Cada saber adquirido a lo largo de la historia por medio de la revelación o la repetición dogmática de «textos sagrados», no fue otra cosa que un parche provisorio que encontró la especie humana para ir sobrellevando sus ansiedades y temores primitivos ante a lo desconocido. Una pieza defectuosa, un amasijo de mitos y milagros mal ensamblado, que debió ser removido con dificultad a medida que la ciencia nos fue dando instrumentos para encontrar explicaciones mucho más precisas y elegantes sobre el funcionamiento del mundo.

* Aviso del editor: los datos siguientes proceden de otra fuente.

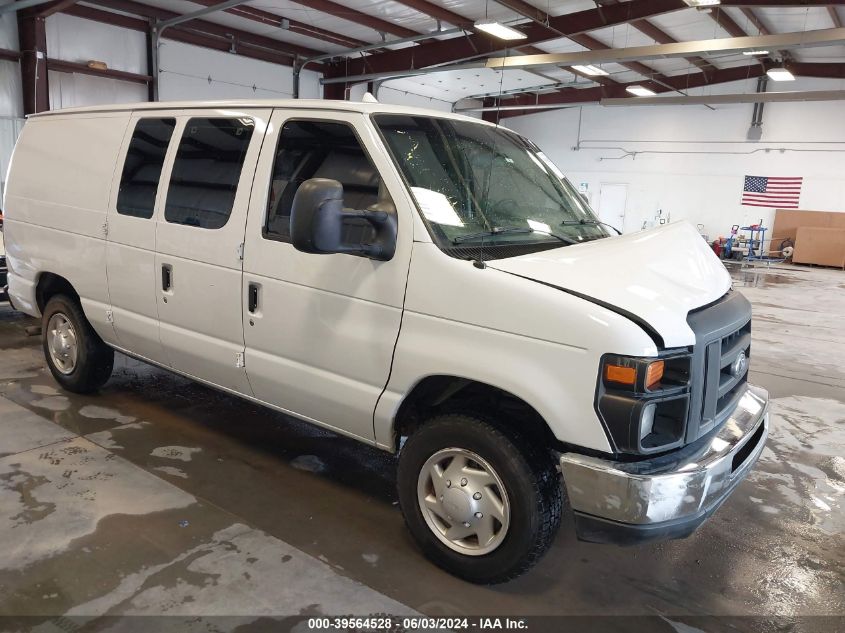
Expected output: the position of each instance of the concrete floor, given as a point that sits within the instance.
(162, 496)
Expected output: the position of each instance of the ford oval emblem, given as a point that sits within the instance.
(739, 365)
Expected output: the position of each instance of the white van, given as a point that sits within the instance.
(426, 283)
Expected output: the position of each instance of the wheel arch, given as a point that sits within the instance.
(49, 285)
(440, 393)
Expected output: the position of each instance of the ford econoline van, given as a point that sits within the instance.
(426, 283)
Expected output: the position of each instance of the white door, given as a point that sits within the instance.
(320, 329)
(130, 247)
(199, 243)
(612, 199)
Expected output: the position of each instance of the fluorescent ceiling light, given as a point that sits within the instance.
(591, 70)
(640, 91)
(497, 29)
(780, 74)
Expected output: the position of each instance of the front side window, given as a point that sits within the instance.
(474, 183)
(142, 167)
(206, 171)
(320, 149)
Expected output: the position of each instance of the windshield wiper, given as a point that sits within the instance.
(589, 223)
(499, 230)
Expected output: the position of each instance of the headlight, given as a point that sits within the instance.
(643, 402)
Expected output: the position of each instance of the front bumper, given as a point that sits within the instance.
(667, 496)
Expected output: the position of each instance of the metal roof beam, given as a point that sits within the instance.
(756, 21)
(779, 41)
(759, 97)
(199, 13)
(592, 95)
(437, 12)
(459, 49)
(339, 11)
(202, 26)
(262, 16)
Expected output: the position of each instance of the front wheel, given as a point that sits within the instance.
(482, 502)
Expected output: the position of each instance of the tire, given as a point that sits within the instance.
(531, 485)
(80, 361)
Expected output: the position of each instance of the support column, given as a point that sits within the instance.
(33, 43)
(334, 91)
(152, 63)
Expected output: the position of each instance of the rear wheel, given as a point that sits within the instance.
(77, 357)
(482, 502)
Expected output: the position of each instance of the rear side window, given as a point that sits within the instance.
(142, 167)
(319, 149)
(206, 171)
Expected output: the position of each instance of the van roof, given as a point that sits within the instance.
(298, 104)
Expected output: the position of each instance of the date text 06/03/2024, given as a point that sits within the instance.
(419, 623)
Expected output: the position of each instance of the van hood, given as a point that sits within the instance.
(655, 277)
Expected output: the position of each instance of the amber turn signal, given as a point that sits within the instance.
(654, 373)
(620, 374)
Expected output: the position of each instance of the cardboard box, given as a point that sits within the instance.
(823, 246)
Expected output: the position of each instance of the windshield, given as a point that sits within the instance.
(477, 183)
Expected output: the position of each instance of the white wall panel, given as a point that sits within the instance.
(11, 96)
(70, 90)
(190, 72)
(74, 39)
(692, 160)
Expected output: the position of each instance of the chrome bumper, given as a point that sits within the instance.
(671, 495)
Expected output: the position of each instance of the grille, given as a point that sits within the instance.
(723, 334)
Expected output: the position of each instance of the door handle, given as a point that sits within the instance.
(253, 298)
(166, 277)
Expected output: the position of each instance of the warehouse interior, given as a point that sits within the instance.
(160, 496)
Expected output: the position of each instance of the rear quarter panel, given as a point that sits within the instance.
(57, 194)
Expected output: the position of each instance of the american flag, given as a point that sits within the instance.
(774, 192)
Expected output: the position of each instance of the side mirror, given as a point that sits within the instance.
(317, 220)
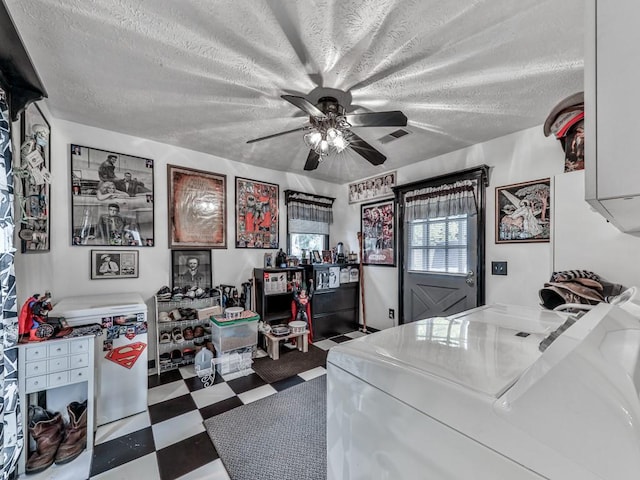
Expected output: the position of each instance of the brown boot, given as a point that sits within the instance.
(75, 440)
(47, 430)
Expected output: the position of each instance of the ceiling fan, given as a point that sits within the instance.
(329, 127)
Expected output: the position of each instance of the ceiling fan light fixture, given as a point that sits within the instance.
(313, 139)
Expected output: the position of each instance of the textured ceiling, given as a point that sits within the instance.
(208, 75)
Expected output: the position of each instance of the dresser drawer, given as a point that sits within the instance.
(57, 379)
(59, 348)
(79, 346)
(33, 369)
(79, 375)
(36, 353)
(35, 384)
(57, 364)
(80, 360)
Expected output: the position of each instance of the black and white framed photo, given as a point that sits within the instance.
(372, 188)
(378, 237)
(111, 198)
(114, 264)
(191, 269)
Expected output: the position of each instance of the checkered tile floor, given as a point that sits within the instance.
(169, 441)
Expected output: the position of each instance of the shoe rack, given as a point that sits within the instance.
(170, 322)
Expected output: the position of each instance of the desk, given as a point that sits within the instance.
(52, 364)
(273, 341)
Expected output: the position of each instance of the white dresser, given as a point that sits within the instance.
(55, 364)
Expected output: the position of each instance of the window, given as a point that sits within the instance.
(308, 220)
(439, 245)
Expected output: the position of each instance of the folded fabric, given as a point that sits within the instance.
(555, 294)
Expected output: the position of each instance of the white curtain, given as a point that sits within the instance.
(442, 201)
(11, 432)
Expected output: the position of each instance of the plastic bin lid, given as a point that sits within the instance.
(248, 316)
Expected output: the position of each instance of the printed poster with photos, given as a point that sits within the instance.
(256, 214)
(378, 237)
(111, 198)
(372, 188)
(523, 212)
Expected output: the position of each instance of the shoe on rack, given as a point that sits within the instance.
(176, 356)
(187, 333)
(75, 439)
(176, 334)
(198, 331)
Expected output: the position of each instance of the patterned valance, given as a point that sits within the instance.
(442, 201)
(309, 207)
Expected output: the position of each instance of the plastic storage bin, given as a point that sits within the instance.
(239, 360)
(234, 334)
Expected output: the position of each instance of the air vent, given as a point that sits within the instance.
(393, 136)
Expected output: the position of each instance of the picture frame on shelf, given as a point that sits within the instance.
(111, 198)
(110, 264)
(523, 212)
(257, 205)
(197, 208)
(191, 268)
(377, 221)
(371, 188)
(34, 227)
(268, 260)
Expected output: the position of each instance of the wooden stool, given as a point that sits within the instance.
(273, 348)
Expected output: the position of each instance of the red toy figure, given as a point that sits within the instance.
(33, 315)
(301, 307)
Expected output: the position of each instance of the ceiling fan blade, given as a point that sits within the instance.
(305, 105)
(313, 160)
(362, 148)
(275, 135)
(394, 118)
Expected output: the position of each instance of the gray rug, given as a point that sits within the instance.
(290, 363)
(280, 437)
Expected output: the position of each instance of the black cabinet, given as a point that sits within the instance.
(335, 306)
(274, 292)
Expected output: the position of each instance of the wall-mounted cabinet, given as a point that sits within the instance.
(612, 98)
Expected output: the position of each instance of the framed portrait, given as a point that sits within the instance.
(114, 264)
(34, 199)
(111, 198)
(197, 208)
(378, 233)
(371, 188)
(523, 212)
(191, 269)
(256, 214)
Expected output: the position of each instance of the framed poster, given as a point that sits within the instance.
(111, 198)
(34, 215)
(371, 188)
(191, 269)
(256, 214)
(114, 264)
(378, 233)
(197, 208)
(523, 212)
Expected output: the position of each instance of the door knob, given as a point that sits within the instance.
(470, 278)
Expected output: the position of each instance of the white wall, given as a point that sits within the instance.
(65, 270)
(519, 157)
(523, 156)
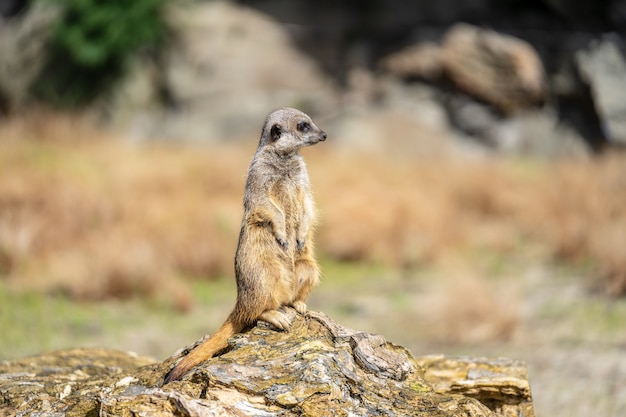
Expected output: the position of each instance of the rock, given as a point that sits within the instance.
(23, 40)
(228, 66)
(318, 368)
(603, 67)
(499, 69)
(422, 60)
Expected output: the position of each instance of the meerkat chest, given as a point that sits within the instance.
(289, 195)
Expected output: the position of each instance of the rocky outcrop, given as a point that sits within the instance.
(225, 68)
(318, 368)
(502, 70)
(23, 40)
(602, 66)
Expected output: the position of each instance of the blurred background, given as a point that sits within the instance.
(471, 195)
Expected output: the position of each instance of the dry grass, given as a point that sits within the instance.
(83, 213)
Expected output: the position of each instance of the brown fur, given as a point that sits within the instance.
(274, 264)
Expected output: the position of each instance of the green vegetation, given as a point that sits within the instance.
(92, 44)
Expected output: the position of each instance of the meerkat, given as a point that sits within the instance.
(275, 265)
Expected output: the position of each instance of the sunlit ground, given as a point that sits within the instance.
(105, 243)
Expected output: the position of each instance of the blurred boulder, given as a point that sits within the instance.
(229, 66)
(224, 69)
(23, 40)
(422, 61)
(504, 71)
(603, 67)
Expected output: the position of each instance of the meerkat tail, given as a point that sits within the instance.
(204, 351)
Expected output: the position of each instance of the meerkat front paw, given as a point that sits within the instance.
(300, 306)
(282, 242)
(276, 318)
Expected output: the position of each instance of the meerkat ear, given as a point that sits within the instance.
(275, 132)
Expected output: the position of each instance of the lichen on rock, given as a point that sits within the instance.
(317, 368)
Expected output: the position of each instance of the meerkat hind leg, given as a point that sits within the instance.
(276, 318)
(300, 306)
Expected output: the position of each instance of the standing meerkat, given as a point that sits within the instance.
(274, 264)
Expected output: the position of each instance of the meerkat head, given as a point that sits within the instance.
(286, 130)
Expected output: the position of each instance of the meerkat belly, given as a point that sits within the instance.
(289, 198)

Paradójicamente, como ha sido señalado, el principal aporte de la ciencia tal vez sea ese proceso de maduración que supone la capacidad de aceptar nuestra ignorancia, confiados que la misma es provisoria, y que es posible encontrar las respuestas adecuadas, sin tener que acudir a los trucos de agentes ocultos, propios de relatos infantiles.